Equally charming proved the chorus’ rendition of As Rivers Seek the Sea by Robert Convery, specially commissioned by the chorus in honor of Dr. Holst’s 19-year direction with the chorus. Somewhat reminiscent of an Impressionistic masterpiece, the five-movement, contemporary piece featured text from the text of the endearing poetry of Christina Rossetti. Accompanied by softly rustling strings and the gentle, continuous rippling of the piano, brilliant soprano Martha Guth and the chorus proceeded to clearly deliver Rossetti’s beloved lines. Though the tenor and bass sections sounded weak and the sopranos flat during occasions, the overall result proved most satisfying and a fitting tribute to Dr. Holst. Afterwards, as an encore, the chorus proceeded to give a tender rendition of “Baby Bear’s Lament” from Convery’s specially-commissioned children’s piece, “Not About Cheese.” The chorus gently rendered Baby Bear’s emotion-laden, broken-hearted pleas for Goldilocks’ love with perfect intonation and vocal purity, bringing tears to my eyes. Although this work was by far the simplest on the program, its childlike purity both in text and sound resonated with me the most, invoking pleasant childhood memories in my heart.

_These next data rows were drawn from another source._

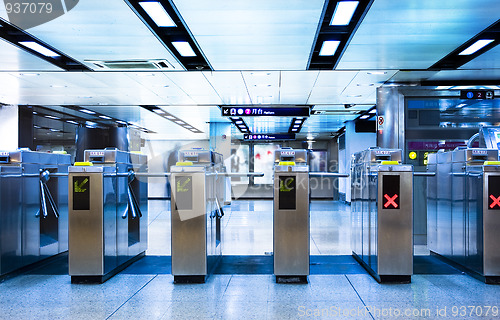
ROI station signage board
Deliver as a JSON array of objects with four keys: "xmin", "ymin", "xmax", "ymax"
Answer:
[
  {"xmin": 460, "ymin": 90, "xmax": 494, "ymax": 100},
  {"xmin": 243, "ymin": 134, "xmax": 296, "ymax": 141},
  {"xmin": 222, "ymin": 107, "xmax": 309, "ymax": 117}
]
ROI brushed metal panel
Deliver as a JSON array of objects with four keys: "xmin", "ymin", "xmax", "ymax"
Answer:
[
  {"xmin": 0, "ymin": 166, "xmax": 23, "ymax": 275},
  {"xmin": 426, "ymin": 160, "xmax": 438, "ymax": 252},
  {"xmin": 466, "ymin": 169, "xmax": 483, "ymax": 274},
  {"xmin": 22, "ymin": 163, "xmax": 41, "ymax": 266},
  {"xmin": 451, "ymin": 160, "xmax": 466, "ymax": 265},
  {"xmin": 436, "ymin": 155, "xmax": 452, "ymax": 258},
  {"xmin": 171, "ymin": 170, "xmax": 207, "ymax": 276},
  {"xmin": 377, "ymin": 170, "xmax": 413, "ymax": 275},
  {"xmin": 68, "ymin": 168, "xmax": 104, "ymax": 276},
  {"xmin": 483, "ymin": 170, "xmax": 500, "ymax": 276},
  {"xmin": 273, "ymin": 171, "xmax": 310, "ymax": 276}
]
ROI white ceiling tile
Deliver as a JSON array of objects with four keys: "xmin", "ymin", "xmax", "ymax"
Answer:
[
  {"xmin": 338, "ymin": 0, "xmax": 500, "ymax": 70},
  {"xmin": 24, "ymin": 0, "xmax": 184, "ymax": 70},
  {"xmin": 173, "ymin": 0, "xmax": 325, "ymax": 70}
]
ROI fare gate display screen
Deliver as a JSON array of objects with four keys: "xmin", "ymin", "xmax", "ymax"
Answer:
[
  {"xmin": 73, "ymin": 176, "xmax": 90, "ymax": 210},
  {"xmin": 175, "ymin": 176, "xmax": 193, "ymax": 210},
  {"xmin": 279, "ymin": 176, "xmax": 296, "ymax": 210},
  {"xmin": 488, "ymin": 176, "xmax": 500, "ymax": 210},
  {"xmin": 382, "ymin": 175, "xmax": 400, "ymax": 210}
]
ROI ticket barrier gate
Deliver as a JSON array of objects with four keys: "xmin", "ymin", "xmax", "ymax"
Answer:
[
  {"xmin": 427, "ymin": 147, "xmax": 500, "ymax": 283},
  {"xmin": 170, "ymin": 149, "xmax": 226, "ymax": 283},
  {"xmin": 0, "ymin": 150, "xmax": 70, "ymax": 278},
  {"xmin": 273, "ymin": 148, "xmax": 309, "ymax": 283},
  {"xmin": 68, "ymin": 149, "xmax": 148, "ymax": 283},
  {"xmin": 350, "ymin": 148, "xmax": 413, "ymax": 283}
]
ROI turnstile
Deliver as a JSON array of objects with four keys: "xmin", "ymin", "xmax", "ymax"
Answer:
[
  {"xmin": 68, "ymin": 149, "xmax": 148, "ymax": 283},
  {"xmin": 170, "ymin": 149, "xmax": 224, "ymax": 283},
  {"xmin": 0, "ymin": 150, "xmax": 70, "ymax": 277},
  {"xmin": 427, "ymin": 147, "xmax": 500, "ymax": 283},
  {"xmin": 351, "ymin": 148, "xmax": 413, "ymax": 283},
  {"xmin": 273, "ymin": 148, "xmax": 309, "ymax": 283}
]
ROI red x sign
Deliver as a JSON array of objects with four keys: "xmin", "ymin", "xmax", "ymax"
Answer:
[
  {"xmin": 490, "ymin": 195, "xmax": 500, "ymax": 209},
  {"xmin": 384, "ymin": 194, "xmax": 398, "ymax": 208}
]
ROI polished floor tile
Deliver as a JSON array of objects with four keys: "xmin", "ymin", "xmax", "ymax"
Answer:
[{"xmin": 1, "ymin": 200, "xmax": 497, "ymax": 320}]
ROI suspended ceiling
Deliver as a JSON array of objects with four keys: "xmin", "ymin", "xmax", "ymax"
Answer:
[{"xmin": 0, "ymin": 0, "xmax": 499, "ymax": 140}]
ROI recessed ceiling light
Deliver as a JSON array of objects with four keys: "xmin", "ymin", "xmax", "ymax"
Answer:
[
  {"xmin": 367, "ymin": 71, "xmax": 387, "ymax": 75},
  {"xmin": 165, "ymin": 115, "xmax": 176, "ymax": 120},
  {"xmin": 80, "ymin": 109, "xmax": 95, "ymax": 114},
  {"xmin": 49, "ymin": 129, "xmax": 60, "ymax": 132},
  {"xmin": 236, "ymin": 121, "xmax": 243, "ymax": 124},
  {"xmin": 456, "ymin": 103, "xmax": 467, "ymax": 108},
  {"xmin": 45, "ymin": 115, "xmax": 60, "ymax": 120},
  {"xmin": 293, "ymin": 125, "xmax": 300, "ymax": 128},
  {"xmin": 66, "ymin": 120, "xmax": 78, "ymax": 125},
  {"xmin": 18, "ymin": 41, "xmax": 59, "ymax": 57},
  {"xmin": 250, "ymin": 72, "xmax": 272, "ymax": 77},
  {"xmin": 369, "ymin": 109, "xmax": 376, "ymax": 114},
  {"xmin": 99, "ymin": 115, "xmax": 112, "ymax": 120},
  {"xmin": 116, "ymin": 120, "xmax": 127, "ymax": 125},
  {"xmin": 330, "ymin": 1, "xmax": 359, "ymax": 26},
  {"xmin": 172, "ymin": 41, "xmax": 196, "ymax": 57},
  {"xmin": 86, "ymin": 121, "xmax": 97, "ymax": 126},
  {"xmin": 34, "ymin": 125, "xmax": 41, "ymax": 128},
  {"xmin": 319, "ymin": 40, "xmax": 340, "ymax": 56},
  {"xmin": 153, "ymin": 109, "xmax": 165, "ymax": 114},
  {"xmin": 459, "ymin": 39, "xmax": 494, "ymax": 55},
  {"xmin": 356, "ymin": 83, "xmax": 374, "ymax": 87},
  {"xmin": 360, "ymin": 115, "xmax": 370, "ymax": 119},
  {"xmin": 139, "ymin": 1, "xmax": 176, "ymax": 27},
  {"xmin": 175, "ymin": 120, "xmax": 185, "ymax": 124}
]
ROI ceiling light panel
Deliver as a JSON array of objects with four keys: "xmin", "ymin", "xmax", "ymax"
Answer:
[
  {"xmin": 138, "ymin": 1, "xmax": 177, "ymax": 27},
  {"xmin": 461, "ymin": 44, "xmax": 500, "ymax": 69},
  {"xmin": 337, "ymin": 0, "xmax": 500, "ymax": 70},
  {"xmin": 308, "ymin": 0, "xmax": 372, "ymax": 69},
  {"xmin": 431, "ymin": 20, "xmax": 500, "ymax": 70},
  {"xmin": 126, "ymin": 0, "xmax": 212, "ymax": 71},
  {"xmin": 0, "ymin": 39, "xmax": 62, "ymax": 71},
  {"xmin": 330, "ymin": 1, "xmax": 359, "ymax": 26},
  {"xmin": 172, "ymin": 0, "xmax": 325, "ymax": 70},
  {"xmin": 25, "ymin": 0, "xmax": 183, "ymax": 71}
]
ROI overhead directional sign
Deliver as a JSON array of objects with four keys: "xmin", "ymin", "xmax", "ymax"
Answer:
[
  {"xmin": 222, "ymin": 106, "xmax": 309, "ymax": 117},
  {"xmin": 460, "ymin": 90, "xmax": 494, "ymax": 100},
  {"xmin": 244, "ymin": 134, "xmax": 296, "ymax": 141}
]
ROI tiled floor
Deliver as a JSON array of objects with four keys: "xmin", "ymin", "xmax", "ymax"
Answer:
[{"xmin": 0, "ymin": 200, "xmax": 498, "ymax": 320}]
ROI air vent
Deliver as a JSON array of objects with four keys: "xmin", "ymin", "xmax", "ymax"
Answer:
[{"xmin": 85, "ymin": 59, "xmax": 174, "ymax": 70}]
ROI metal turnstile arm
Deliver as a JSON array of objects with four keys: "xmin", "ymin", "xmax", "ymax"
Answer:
[
  {"xmin": 414, "ymin": 172, "xmax": 436, "ymax": 176},
  {"xmin": 220, "ymin": 172, "xmax": 265, "ymax": 177},
  {"xmin": 309, "ymin": 172, "xmax": 349, "ymax": 178}
]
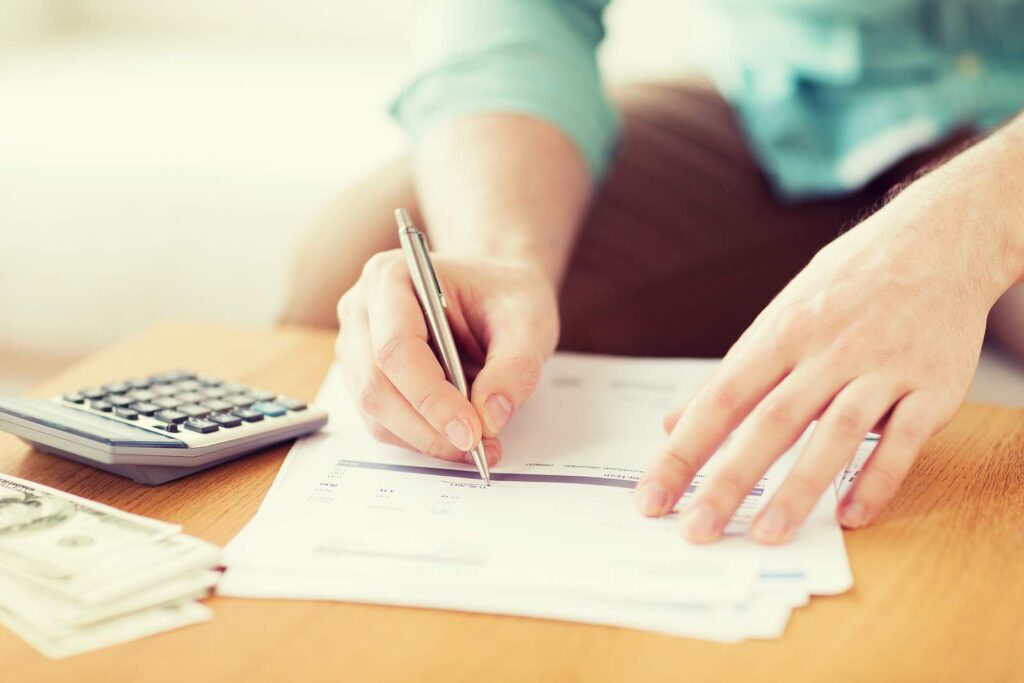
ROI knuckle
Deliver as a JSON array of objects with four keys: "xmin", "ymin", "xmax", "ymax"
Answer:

The highlight of the entire program, however, was the brilliant rendition of Beethoven’s Choral Fantasy featuring outstanding pianist Jeffery Panko. The chorus’ own accompanist, Panko brilliantly rendered all the intricate, hair-raising passages of the piece with gusto, displaying consummate control of the instrument and brilliant musicianship in general. Panko’s fingers deftly skipped and soared across the keyboard, delivering a vast palette of musical effects and emotions from thunderous fortissimo chords to the most subtle pianissimo. His breathtaking efforts were beautifully complemented by the chorus and guest soloists, though the orchestra somewhat seemed to struggle in keeping up with his technical mastery. Yet, through it all, Dr. Holst managed to hold everyone together and create a unified sound that proved most satisfying, quality, and thrilling for a community performance. As I walked out of the concert hall with Panko’s thunderous chords resonating in my body and Guth’s florid voice resonating in my head, I could not help but ponder upon what a wonderful and fitting finale this concert had not only been to the chorus’ season in general, but more so to Dr. Holst’s 19-year direction of the chorus. Well done to all!